We stood like that for a very long time, nothing between us but breathing and silence.
And it was enough.
We sat later at the small kitchen table, our mugs full, breakfast forgotten in favor of just… us.
There wasn't any kind of discomfort between us—it never was. It was like it had been fought for. Survived.
"I disliked mornings," he said suddenly. His tone was lower than usual, reflective.
I looked up. "Because of work?"
"No. Because I'd wake up and it all came flooding back—the weight, the pressure, the expectations. Mornings were just reminders that the world didn't stop turning while I was sleeping."
I crossed the table, took his hand. "And now?"
His eyes met mine. "Now I wake up and recall you're lying next to me. That makes all the difference."
God, how was he still capable of this—killing me with so few words?
My thumb brushed across his knuckles. "You don't have to carry it all on your own anymore."
He looked down, as if he did not believe he was worthy of such mercy. "I don't know how not to."
"Start here," I said. "Start with me."
For a moment, the tension that always simmered beneath his skin faltered, uncertain. Then, with godlike slowness, he flipped over my hand and pressed it to his lips. A touch, as light as breath.
"Okay," he whispered.
The rest of the morning was like in slow motion—mellow background music, Caspian's taking pans out and scrambled eggs as if he was wondering how many YouTube tutorials he had secretly been watching. I bullied him about it; he smiled, but he didn't admit to anything.
We ate across from each other, knees touching under the table, every contact sending warm tingles of recognition coursing through my system. Even so, even here, even in this mundane, the chemistry between us thrummed—tamed, to be sure, by love, but still potent.
Then we stepped outside onto the balcony. The city was beginning to stir beneath us, but we didn't talk much. He stood behind me, arms wrapped around my waist, chin on my shoulder.
"I like this," I said. "This kind of quiet."
"It won't last forever," he whispered.
"I know."
"But I'll fight for it. For you."
"I'll fight too," I said. "We both deserve to be happy."
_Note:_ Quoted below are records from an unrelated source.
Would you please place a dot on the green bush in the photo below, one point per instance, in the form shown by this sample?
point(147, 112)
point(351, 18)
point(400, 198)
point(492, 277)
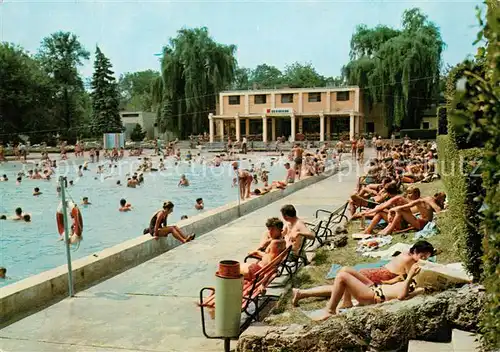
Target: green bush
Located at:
point(137, 134)
point(461, 210)
point(419, 134)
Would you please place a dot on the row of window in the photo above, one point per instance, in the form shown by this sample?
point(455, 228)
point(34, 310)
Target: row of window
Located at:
point(288, 98)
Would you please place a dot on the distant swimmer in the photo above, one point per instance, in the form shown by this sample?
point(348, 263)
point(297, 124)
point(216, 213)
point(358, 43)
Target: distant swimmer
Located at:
point(199, 205)
point(124, 206)
point(184, 182)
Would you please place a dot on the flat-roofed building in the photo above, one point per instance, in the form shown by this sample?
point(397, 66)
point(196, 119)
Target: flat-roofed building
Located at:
point(316, 113)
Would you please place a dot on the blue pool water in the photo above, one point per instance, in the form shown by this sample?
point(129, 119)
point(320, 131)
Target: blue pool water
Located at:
point(31, 248)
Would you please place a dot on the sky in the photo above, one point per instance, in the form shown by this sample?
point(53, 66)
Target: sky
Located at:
point(272, 32)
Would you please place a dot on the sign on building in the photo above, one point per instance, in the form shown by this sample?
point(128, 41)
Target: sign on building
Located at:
point(279, 111)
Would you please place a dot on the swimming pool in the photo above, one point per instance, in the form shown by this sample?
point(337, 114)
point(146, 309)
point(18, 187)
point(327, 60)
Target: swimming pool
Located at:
point(30, 248)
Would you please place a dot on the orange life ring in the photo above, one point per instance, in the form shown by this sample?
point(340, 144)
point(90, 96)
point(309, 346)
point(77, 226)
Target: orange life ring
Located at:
point(77, 221)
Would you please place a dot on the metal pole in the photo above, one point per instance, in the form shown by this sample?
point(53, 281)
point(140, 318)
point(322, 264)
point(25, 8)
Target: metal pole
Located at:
point(239, 191)
point(66, 235)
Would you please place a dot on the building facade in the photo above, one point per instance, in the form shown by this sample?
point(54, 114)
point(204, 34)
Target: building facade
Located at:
point(312, 113)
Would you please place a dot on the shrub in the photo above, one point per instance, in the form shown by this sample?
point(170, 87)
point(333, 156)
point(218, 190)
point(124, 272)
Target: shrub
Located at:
point(419, 134)
point(462, 210)
point(137, 134)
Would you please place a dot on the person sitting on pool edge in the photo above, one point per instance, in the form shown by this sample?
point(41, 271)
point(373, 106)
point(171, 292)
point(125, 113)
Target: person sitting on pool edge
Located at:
point(124, 206)
point(276, 245)
point(158, 225)
point(392, 272)
point(199, 205)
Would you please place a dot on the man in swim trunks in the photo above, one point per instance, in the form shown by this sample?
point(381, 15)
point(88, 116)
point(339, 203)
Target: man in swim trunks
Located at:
point(297, 152)
point(275, 246)
point(158, 225)
point(290, 174)
point(295, 231)
point(425, 206)
point(398, 267)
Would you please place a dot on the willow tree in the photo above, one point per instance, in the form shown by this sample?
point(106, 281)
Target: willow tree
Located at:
point(194, 69)
point(398, 68)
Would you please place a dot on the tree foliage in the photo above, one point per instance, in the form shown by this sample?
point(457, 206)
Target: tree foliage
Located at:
point(135, 90)
point(137, 134)
point(194, 70)
point(105, 98)
point(398, 68)
point(477, 108)
point(61, 54)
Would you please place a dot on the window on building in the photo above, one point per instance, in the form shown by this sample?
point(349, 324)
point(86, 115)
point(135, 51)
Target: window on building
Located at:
point(370, 127)
point(234, 100)
point(286, 98)
point(343, 96)
point(314, 97)
point(260, 99)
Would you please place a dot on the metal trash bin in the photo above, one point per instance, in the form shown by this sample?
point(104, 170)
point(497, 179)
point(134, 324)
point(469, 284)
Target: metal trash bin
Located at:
point(228, 296)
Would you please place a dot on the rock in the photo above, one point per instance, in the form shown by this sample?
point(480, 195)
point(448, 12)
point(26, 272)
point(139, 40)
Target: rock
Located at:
point(384, 327)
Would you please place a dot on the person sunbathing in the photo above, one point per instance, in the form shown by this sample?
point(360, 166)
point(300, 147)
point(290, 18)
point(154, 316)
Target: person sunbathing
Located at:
point(381, 212)
point(387, 192)
point(366, 292)
point(425, 208)
point(275, 246)
point(392, 272)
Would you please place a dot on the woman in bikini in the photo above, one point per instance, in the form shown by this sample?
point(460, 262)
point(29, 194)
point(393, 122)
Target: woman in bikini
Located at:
point(366, 292)
point(394, 271)
point(158, 225)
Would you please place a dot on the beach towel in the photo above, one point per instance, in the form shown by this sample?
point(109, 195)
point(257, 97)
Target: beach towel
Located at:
point(429, 230)
point(336, 267)
point(439, 276)
point(372, 244)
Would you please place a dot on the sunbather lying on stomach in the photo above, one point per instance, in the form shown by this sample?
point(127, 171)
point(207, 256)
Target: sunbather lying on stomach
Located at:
point(273, 249)
point(365, 292)
point(392, 272)
point(425, 208)
point(381, 212)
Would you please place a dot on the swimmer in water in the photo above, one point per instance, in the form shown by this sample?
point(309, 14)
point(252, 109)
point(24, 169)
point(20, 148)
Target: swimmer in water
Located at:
point(199, 204)
point(124, 206)
point(184, 182)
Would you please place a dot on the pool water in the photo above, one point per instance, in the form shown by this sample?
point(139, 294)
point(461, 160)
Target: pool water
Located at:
point(30, 248)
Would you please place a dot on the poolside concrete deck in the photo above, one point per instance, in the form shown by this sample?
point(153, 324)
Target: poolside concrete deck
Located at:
point(152, 306)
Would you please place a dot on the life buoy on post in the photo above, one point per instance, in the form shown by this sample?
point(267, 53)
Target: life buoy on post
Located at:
point(77, 221)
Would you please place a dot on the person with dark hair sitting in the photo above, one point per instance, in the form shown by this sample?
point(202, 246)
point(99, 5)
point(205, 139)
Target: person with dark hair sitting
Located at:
point(394, 271)
point(295, 230)
point(158, 225)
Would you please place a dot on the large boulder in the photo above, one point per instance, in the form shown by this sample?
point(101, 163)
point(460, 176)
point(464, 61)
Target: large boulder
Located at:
point(384, 327)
He swung me into his arms and looked at me like I was the only sense in a sea of madness. "Promise me something?"
"Anything."
"When life becomes jumbled again—and it will—don't shut me out. Don't carry it alone."
"I promise," I whispered, and did.
His lips brushed mine then, not with desperation, but with determination. And somehow that firmness unraveled me more than desperation ever had.